The statements, titled "Principles for Economic Recovery and Financial Reconstruction from Progressive Economists" and "Progressive Program for Economic Recovery and Financial Reconstruction," are sponsored by the Political Economy Research Institute (PERI) at the University of Massachusetts, Amherst, and the New School's Schwartz Center for Economic Policy Analysis.
"I participated in the Progressive Economists group because the U.S. economy is experiencing its most serious crisis since the Great Depression, and we need to think long and hard about what caused the crisis and what the best solutions are," Moseley said. "I think fundamental changes are needed to recover from this crisis and to make sure this never happens again."
The PERI group argues that a successful economic program must reject the extreme free market and neoliberal policies that contributed to the current economic debacle. The economists support the Obama administration's call for a massive economic recovery program, but argue that to succeed, this program must focus on raising the incomes and security of the vast majority of Americans who have been sidelined from power in recent decades.
"The PERI statement spells out in some detail the types of changes that should be made, including much stricter regulation of the financial system, the permanent nationalization of Fannie Mae and Freddie Mac, and pro-labor policies that would enable employees to increase their wages and living standards," Moseley said.
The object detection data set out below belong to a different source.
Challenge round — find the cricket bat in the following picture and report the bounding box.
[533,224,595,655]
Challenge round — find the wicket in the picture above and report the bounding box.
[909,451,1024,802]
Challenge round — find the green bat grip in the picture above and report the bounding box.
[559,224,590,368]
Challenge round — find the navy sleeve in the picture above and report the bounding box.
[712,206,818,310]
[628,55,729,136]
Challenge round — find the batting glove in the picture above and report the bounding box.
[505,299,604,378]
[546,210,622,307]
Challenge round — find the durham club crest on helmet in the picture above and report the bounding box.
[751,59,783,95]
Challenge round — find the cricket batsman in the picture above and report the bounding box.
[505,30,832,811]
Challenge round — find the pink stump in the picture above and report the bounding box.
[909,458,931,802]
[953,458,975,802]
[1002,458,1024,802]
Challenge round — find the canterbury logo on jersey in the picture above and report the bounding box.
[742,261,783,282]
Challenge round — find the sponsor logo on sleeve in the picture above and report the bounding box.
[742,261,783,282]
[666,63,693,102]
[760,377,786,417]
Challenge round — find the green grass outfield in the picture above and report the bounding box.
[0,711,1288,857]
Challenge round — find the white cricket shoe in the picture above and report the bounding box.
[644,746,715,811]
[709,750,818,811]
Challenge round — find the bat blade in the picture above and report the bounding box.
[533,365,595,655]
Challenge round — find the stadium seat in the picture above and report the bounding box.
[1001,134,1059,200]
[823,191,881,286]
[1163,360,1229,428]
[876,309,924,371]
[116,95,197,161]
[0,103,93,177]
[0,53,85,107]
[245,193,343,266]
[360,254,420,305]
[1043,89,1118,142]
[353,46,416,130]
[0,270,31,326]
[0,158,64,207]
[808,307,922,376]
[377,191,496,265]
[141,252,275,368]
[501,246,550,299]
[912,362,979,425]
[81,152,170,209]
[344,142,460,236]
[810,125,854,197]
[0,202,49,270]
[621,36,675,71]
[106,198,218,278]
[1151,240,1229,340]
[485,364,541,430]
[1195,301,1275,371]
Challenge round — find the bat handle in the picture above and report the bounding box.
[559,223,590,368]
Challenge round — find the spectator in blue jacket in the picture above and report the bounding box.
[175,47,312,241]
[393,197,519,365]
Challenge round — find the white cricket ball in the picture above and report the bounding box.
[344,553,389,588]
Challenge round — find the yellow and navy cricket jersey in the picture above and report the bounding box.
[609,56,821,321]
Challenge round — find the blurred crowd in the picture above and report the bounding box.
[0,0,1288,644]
The economists recommend, among other things, that Congress hold public hearings on the causes of and solutions to the current crisis, "to broaden the discussion and make it more democratic," said Moseley. Such hearings would serve as "a means of public education," and there is precedent for them, he noted.
"The Pecora hearings conducted by the Senate Banking Committee in 1932-1934 helped to build the framework for the financial regulation of the New Deal," he said. "What we need is (a modern series of) Pecora hearings, but even broader than that."
In the "Progressive Program" statement, the economists develop an interlocking set of initiatives that include: 1) a massive fiscal expansion program centered on aiding state and local governments, keeping people in their homes, creating green jobs and public infrastructure, protecting key industries, and instituting government employer-of-last-resort programs; 2) economic policies to end extreme inequality and restore a balance of economic and political power to labor, households, and communities; 3) programs to reconstruct, regulate, and manage financial institutions so they will serve people's needs and contribute to financial stability; 4) international macroeconomic and financial coordination to make the transition to a fairer and more balanced global growth regime; and 5) a set of comprehensive and open Congressional hearings on restructuring the financial system, along with the rules, institutions, and public oversight mechanisms through which it functions.